In our example of checking the weather in Istanbul, function calling shows just how flexible and useful they can become when they are equipped with the right tools. Whether it’s retrieving real-time data or managing files, the potential applications of function calling are vast, making it an indispensable feature for developers looking to enhance their projects with large language models.
FAQs
1. What is function calling in LLMs?
Function calling allows LLMs to access external tools, like APIs, to retrieve real-time data or perform specific tasks.

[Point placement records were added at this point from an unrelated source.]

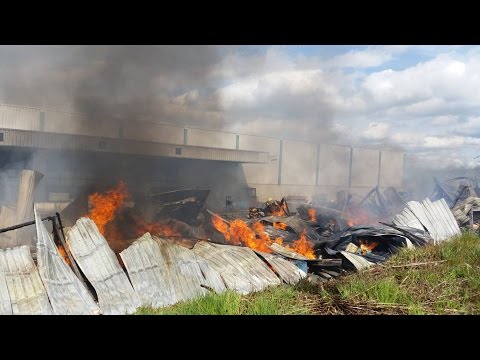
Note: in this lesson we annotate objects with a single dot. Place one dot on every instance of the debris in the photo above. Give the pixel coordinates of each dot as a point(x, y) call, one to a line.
point(101, 267)
point(163, 273)
point(183, 205)
point(455, 190)
point(288, 271)
point(419, 264)
point(25, 288)
point(240, 268)
point(352, 248)
point(467, 211)
point(66, 292)
point(358, 262)
point(435, 217)
point(270, 207)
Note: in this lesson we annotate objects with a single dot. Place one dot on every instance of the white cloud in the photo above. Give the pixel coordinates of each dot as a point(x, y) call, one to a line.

2. Can LLMs access real-time data?
By default, these models cannot access real-time data. However, with function calling, they can call external APIs to fetch live information such as weather updates.
3. How does function calling work in LLMs?
Function calling works by providing the LLM with external tools (functions, note that the function is not run by the large language model but rather you and then the model uses the output in its response), such as APIs, that it can call when it needs data or needs to perform a task.
4. What are some examples of function calling?
Function calling can be used to fetch weather data, manage files, send emails, or query databases, among other tasks.
5. Can function calling be used for automation?
Yes, function calling can automate tasks by allowing LLMs to perform functions like retrieving data, managing files, or even interacting with other software systems.